Walnut Room this way

Walnut Room this way
Rio.

Monday, January 3, 2011

Tippo, rural gin architecture, and more churches than you can throw a rock at


Coming home from Glendora today, I decided to be adventurous again and turned down a road that took me over one of the bayous.  I spotted this old cotton gin structure just out of Tippo--another place to which I had never been before today.  


Tippo, in addition to being the birthplace of jazz and blues musician Mose Allison, is a fairly small unincorporated community near Glendora and Webb.  The Hardwicke-Etter Cotton Drying Extracting and Cleaning System, circa 1958, was one of the last remaining gin manufacturers, and was actually out of Sherman, Texas.  There is a very interesting thesis from M. S. G. C. Hainze out of Texas Tech (1999), in which she documents the remaining gin buildings in the South Plains of Texas.  She called the buildings "the dominant, rural architectural building form in the South Plains region" in her masters thesis in architecture.


That is probably true of the area, as I grew up near there and can attest to the central role cotton gins played in the communities.  If I had to speculate as to a dominant rural building in the Delta, it would be the churches.  Tippo cannot be more than a couple of hundred people, and yet I counted at least 5 churches visible from the highway. 
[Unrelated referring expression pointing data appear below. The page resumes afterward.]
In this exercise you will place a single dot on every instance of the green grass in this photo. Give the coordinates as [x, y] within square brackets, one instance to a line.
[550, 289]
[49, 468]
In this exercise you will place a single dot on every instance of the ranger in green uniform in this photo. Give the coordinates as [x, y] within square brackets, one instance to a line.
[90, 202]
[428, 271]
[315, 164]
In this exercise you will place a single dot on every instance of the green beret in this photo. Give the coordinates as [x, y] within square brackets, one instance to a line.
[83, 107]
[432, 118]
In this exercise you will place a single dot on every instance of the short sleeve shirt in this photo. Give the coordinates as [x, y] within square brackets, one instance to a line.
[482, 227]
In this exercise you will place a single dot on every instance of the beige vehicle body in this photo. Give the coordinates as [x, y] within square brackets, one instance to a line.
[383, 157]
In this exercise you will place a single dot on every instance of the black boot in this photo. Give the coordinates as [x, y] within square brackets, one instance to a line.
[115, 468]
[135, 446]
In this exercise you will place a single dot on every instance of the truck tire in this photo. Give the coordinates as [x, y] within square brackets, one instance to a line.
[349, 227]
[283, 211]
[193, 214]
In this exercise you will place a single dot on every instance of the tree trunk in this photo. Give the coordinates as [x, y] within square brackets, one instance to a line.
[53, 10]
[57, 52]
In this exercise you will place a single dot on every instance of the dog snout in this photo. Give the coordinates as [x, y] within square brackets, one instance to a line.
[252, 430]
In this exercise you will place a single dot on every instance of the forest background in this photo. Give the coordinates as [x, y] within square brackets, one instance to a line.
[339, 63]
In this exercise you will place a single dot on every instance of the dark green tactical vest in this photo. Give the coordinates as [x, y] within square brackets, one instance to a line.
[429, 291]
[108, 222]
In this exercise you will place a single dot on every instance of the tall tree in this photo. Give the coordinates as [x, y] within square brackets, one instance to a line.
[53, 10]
I find it kind of amazing that you can be driving along an area of the road with no houses, and yet, there will appear a fairly large sized church building in a small clearing.  I cannot fathom how they can survive, yet there they are, remaining when much of the near-by communities have fallen into decay.

1 comment:

Unknown said...

Hello! I was scanning some old slides from 1949 my uncle took on a trip out west. Kodachrome slides. I have a picture of a Gin with the same company as the top pic. (you are a Google find) And a picture of people working in a field for the same company. However I believe it's in Texas. Rt 66. Not sure. Have a few more of New Mex. and Texas. Would send if you wish.